The sophisticated infrastructure of the BMW Group’s Research and Innovation Centre (FIZ) in Munich contains one of the largest and most innovative wind tunnels in the world. It facilitates wind speeds of up to 300kph and, thanks to enormous computing capacity, various aerodynamic models can be calculated within a very short time.

“We optimise the bobsleigh in exactly the same way as we optimise cars,” says Holger Gau, a simulation expert from BMW. “We look at turbulence, analyse pooling regions and use appropriate shape changes – or changed seating positions – to try to minimise resistance.”

A final test before the Olympic Games showed a reduction in air resistance of up to 6%. In theory, this should make the sleds a tenth of a second faster per run. However, compared with the test laboratory, factors such as weather and track conditions, as well as the sliding line, are significant in the ice channel.

“It’s all about finding the optimum way to interlink the advantages of both worlds – digital and real-time in the wind tunnel,” says Gau. “We use high-performance software tools to evaluate aerodynamics and optimise them virtually, and then the verification and fine-tuning take place in the wind tunnel.”

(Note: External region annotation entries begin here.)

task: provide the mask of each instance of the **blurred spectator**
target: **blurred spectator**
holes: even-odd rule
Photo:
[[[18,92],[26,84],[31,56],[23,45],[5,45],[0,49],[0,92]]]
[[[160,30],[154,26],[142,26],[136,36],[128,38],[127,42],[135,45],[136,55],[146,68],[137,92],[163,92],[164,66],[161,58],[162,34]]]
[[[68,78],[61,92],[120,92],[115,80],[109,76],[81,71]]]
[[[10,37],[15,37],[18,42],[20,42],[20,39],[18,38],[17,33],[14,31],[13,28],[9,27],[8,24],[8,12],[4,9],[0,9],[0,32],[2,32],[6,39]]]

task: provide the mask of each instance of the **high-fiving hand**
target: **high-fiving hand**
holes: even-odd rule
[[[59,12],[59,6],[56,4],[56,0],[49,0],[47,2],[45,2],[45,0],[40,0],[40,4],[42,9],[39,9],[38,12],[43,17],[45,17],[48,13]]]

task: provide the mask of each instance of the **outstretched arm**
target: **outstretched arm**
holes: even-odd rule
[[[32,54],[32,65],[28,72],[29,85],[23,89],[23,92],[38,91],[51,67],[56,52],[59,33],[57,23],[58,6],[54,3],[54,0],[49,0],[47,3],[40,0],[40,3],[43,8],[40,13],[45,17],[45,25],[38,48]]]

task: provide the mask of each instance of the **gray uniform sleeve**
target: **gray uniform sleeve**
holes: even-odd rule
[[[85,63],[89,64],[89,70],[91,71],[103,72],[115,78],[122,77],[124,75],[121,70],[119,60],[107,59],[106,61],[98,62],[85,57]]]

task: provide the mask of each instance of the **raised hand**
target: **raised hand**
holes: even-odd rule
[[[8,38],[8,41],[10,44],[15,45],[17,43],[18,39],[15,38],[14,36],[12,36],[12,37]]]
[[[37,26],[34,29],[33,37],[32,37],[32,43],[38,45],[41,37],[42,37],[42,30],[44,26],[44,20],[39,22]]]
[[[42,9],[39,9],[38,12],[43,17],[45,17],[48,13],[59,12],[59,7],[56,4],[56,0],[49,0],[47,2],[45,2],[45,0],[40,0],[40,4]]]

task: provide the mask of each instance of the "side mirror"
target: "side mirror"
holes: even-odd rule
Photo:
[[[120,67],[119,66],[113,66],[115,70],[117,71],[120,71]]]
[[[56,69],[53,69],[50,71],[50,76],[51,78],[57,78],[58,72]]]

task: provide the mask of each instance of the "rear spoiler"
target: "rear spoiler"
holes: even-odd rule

And the potential is by no means exhausted. In the BMW Group’s energy test centre (EVZ), three thermal wind tunnels and two air-conditioned chamber test beds simulate snow, rain, cold, heat and even altitude. The same facilities that make the BMW vehicles more efficient in a variety of climatic conditions provide winter sports athletes, and their sporting equipment, with controlled test conditions like those in the ice channel.

Skeleton help

The BMW wind tunnel is also providing skeleton athletes with valuable feedback on the material and riding position to find that critical, and illusive, hundredth of a second that can make all the difference come competition time.

When the skeleton athletes dive head first into the ice channel, it makes not only for a spectacular photo, but also a challenging aerodynamic position to evaluate.

World champion Jacqueline Lölling, 2015 and 2016 overall world cup winner Tina Hermann and the German national skeleton coach Jens Müller used the aerodynamic test centre to help develop their sporting equipment and optimise their riding position.

Lölling says: “We test changes to the material and want to optimise the riding position as well. It is important to get feedback on what we can work on and what can give us an extra hundredth of a second or more.

“It is a very important part of our sport, in which every hundredth of a second counts.”

This may be even more true for Tina Hermann; the five-time world cup winner, as she is one of the lighter skeleton athletes competing. She says: “I need to get the maximum out of aerodynamics to compensate for the lack of weight. So, I am always excited to see the results of a test like this in the BMW wind tunnel. It’s only then that you can see whether it was worth changing certain settings or details. It’s all about fine tuning and getting that last hundredth of a second.”